Russia lifted an almost yearlong ban on grain shipments in July and Ukraine eased export quotas imposed to ensure domestic supply after last year’s droughts. Russian sales will expand more than fourfold and Ukraine’s will almost double, while U.S. exports will slump 24 percent, the most in more than two decades, the USDA forecasts. The department is scheduled to release new predictions Nov. 9.

Government Forecasts

“At those levels, the U.S. wheat will certainly become competitive,” said Simon Clancy, the director of brokering at Advance Trading Australasia Pty Ltd., which specializes in agriculture. “The Black Sea can only ship so much, and I don’t think it can become much cheaper than that. We will again see buying interest for Chicago wheat.”

Better-than-expected U.S. shipments would help sustain income for farmers, which the government forecasts will rise 31 percent to a record $103.6 billion this year. North Dakota, the biggest wheat grower in 2010, has the nation’s lowest jobless rate, at 3.5 percent.

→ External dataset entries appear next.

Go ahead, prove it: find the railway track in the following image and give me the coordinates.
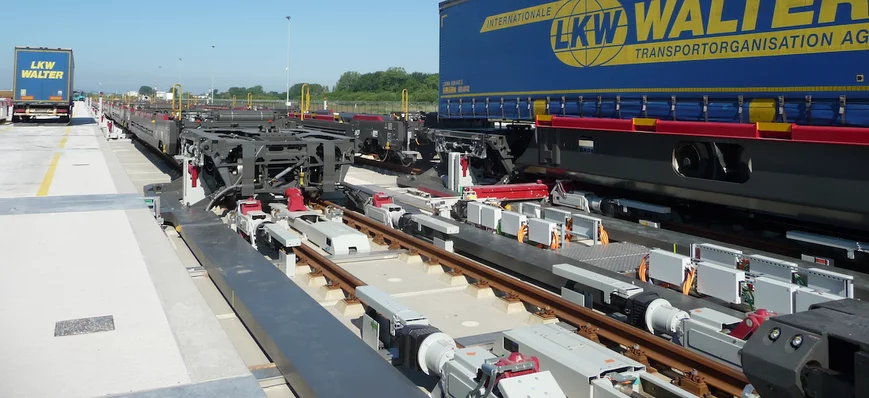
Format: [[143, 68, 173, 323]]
[[293, 243, 366, 297], [310, 200, 750, 398]]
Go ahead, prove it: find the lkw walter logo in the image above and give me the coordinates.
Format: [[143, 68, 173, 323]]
[[551, 0, 629, 67]]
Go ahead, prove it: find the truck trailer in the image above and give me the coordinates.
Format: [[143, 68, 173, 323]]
[[435, 0, 869, 254], [12, 47, 75, 123], [437, 0, 869, 126]]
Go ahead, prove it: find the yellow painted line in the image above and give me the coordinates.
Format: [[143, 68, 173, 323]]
[[59, 126, 71, 148], [35, 127, 72, 197], [36, 153, 61, 196]]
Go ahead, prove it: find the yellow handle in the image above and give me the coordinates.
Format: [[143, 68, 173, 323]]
[[300, 84, 310, 120], [401, 89, 409, 121], [171, 84, 183, 119]]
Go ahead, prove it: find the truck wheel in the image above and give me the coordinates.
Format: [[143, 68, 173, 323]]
[[12, 115, 20, 123], [60, 116, 71, 124]]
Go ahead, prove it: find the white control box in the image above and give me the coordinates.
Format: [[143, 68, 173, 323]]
[[528, 218, 558, 247], [795, 287, 845, 312], [467, 201, 483, 226], [648, 249, 690, 286], [500, 211, 527, 238], [480, 204, 502, 230], [696, 261, 745, 304], [753, 276, 798, 315]]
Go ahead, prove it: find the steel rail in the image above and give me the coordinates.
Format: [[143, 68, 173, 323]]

Cheaper wheat may help food companies’ margins. B&G Foods Inc., the maker of Cream of Wheat cereal, lists wheat as one of the areas with the largest cost increases, President and Chief Executive Officer David Wenner said on a conference call Oct. 25. The Parsippany, New Jersey-based company will report net income of $48.4 million this year, compared with $32.4 million in 2010, the mean of three analyst estimates compiled by Bloomberg show. Shares of B&G Foods rose 58 percent since the start of January.

Instant Noodles

PT Indofood Sukses Makmur, Indonesia’s biggest maker of instant noodles and flour, will report profit of 3.30 trillion rupiah ($369 million) in 2011, compared with 2.95 trillion rupiah last year, the mean of 19 estimates shows. Shares of the Jakarta-based company rose 5.6 percent this year.

Expanding global supply should ensure food companies don’t have to contend with surging prices any time soon. The harvest in Australia, set to be the second-biggest shipper, is estimated at a near-record 26.2 million tons by the government. Exports may climb to an all-time high of 20.4 million tons in the year that started Oct. 1, according to the Canberra-based Australian Bureau of Agricultural and Resource Economics and Sciences, a state forecaster that traces its roots to 1945.

World production will climb 6 percent to 691 million tons, boosting stockpiles, the UN’s Food & Agriculture Organization said in a report yesterday.

“There’s a huge supply of wheat, far more than people had anticipated a few months back,” said Abdolreza Abbassian, a senior FAO economist in Rome. “The recovery in production has been very, very good.”